Let's remember that around 60% of men and 40% of women have extramarital affairs, which makes infidelity very nearly a majority pursuit. If we expect certain people not to indulge, we are demanding a special level of personal control. And perhaps the job and the salary merit it. But then again, shouldn't we be more realistic about the pressures and temptations of the job? Recently, military journalist Tom Ricks said on CNN: "You put an officer out there on repeated tours and if he doesn't slip, I'd be surprised. What we have today is shocking proof that General Petraeus is a human being."

Currently the prime argument supporting Petraeus's resignation appears to be that people in such crucial positions of security shouldn't be opening themselves up to the possibility of blackmail by having an affair. This is fair enough – except that maybe it's not the affairs themselves that are the problem but our prudishness. If society simply accepted that some people in high office might commit infidelities, those individuals would be less blackmailable.

The finger-wagging around adultery is rife. Biographers, we are told, shouldn't do it, the military shouldn't do it, and those involved in intelligence shouldn't do it. Biographers because it undermines their impartiality, the CIA because it opens them to blackmail, and the military because under the Unified Joint Military Code, adultery is forbidden, particularly if it "has a tendency, because of its open or notorious nature, to bring the service into disrepute, make it subject to public ridicule, or lower it in public esteem".

Meanwhile, women working with the military, according to some articles, fear the scandal will hurt their role as advisers, and that having penetrated the inner circles of power, they will be pushed out again and considered too big a security threat. This reminds us how unwelcome women are in those circles. We are, as a culture, haunted by the tales of seductive spies and sirens like Christine Keeler and the notion that women are the divulgers and stealers of secrets. The female gender brings trouble.

At the same time, a form of denial is being exercised – particularly in the military – about sex in the workplace. The British military has a ban on sexual relationships in war zones, yet an article in Soldier, the official army magazine, urged female soldiers to take condoms with them on postings. Perhaps it's not surprising this traditionally masculine field should be among the last to acknowledge women are really there and present as sexually functioning adults.
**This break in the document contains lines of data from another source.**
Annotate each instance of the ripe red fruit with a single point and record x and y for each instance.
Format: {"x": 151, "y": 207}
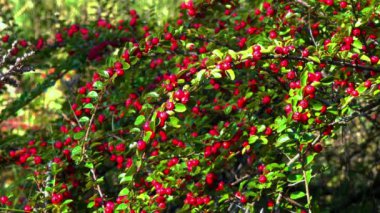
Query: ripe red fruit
{"x": 374, "y": 59}
{"x": 304, "y": 104}
{"x": 155, "y": 41}
{"x": 272, "y": 34}
{"x": 343, "y": 4}
{"x": 309, "y": 89}
{"x": 355, "y": 93}
{"x": 210, "y": 179}
{"x": 317, "y": 148}
{"x": 266, "y": 100}
{"x": 118, "y": 65}
{"x": 141, "y": 145}
{"x": 329, "y": 2}
{"x": 27, "y": 209}
{"x": 368, "y": 83}
{"x": 262, "y": 179}
{"x": 119, "y": 72}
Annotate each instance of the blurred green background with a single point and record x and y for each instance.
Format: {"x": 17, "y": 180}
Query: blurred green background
{"x": 348, "y": 167}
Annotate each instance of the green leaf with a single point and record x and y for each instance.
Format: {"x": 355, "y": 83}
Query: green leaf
{"x": 104, "y": 74}
{"x": 92, "y": 94}
{"x": 297, "y": 195}
{"x": 76, "y": 151}
{"x": 231, "y": 74}
{"x": 90, "y": 204}
{"x": 180, "y": 107}
{"x": 233, "y": 54}
{"x": 316, "y": 105}
{"x": 304, "y": 77}
{"x": 139, "y": 120}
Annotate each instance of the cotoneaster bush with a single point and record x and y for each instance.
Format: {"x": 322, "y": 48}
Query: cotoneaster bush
{"x": 222, "y": 110}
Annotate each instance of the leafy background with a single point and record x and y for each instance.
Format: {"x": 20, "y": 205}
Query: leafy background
{"x": 349, "y": 179}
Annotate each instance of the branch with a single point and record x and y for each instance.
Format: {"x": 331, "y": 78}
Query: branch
{"x": 327, "y": 61}
{"x": 240, "y": 180}
{"x": 299, "y": 155}
{"x": 307, "y": 189}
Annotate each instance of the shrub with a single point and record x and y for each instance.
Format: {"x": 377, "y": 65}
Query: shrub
{"x": 224, "y": 109}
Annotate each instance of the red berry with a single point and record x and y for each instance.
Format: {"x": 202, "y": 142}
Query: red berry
{"x": 262, "y": 179}
{"x": 266, "y": 100}
{"x": 317, "y": 148}
{"x": 343, "y": 4}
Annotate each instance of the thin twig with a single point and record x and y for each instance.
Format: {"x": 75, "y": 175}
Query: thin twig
{"x": 307, "y": 189}
{"x": 240, "y": 180}
{"x": 299, "y": 155}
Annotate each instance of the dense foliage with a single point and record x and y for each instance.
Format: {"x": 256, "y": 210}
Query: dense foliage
{"x": 222, "y": 110}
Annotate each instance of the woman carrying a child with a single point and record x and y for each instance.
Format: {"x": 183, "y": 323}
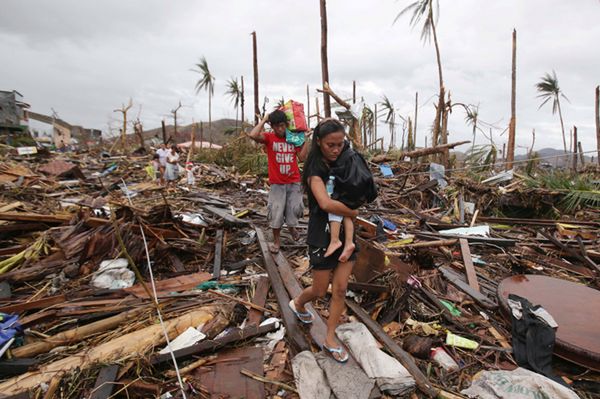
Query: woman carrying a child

It's treated as a matter of shock that so many women returned from Iraq pregnant – rather than the inevitable by-product of the fact that men and women were thrown together, under stress, in another part of the world.

It's hard to know what the next twist in the Petraeus soap opera will be. But, I, for one, will be disappointed if there is not, as Broadwell's father has suggested, "more than meets the eye", and it turns out to be just the elaborate tale of a high-profile extramarital affair. That, after all, would hardly be worth the fuss. And it would suggest we are very far from learning how to negotiate a working world where some amount of sex between consenting adults is almost inevitable, and we are still trying to pretend the women shouldn't be there in the first place.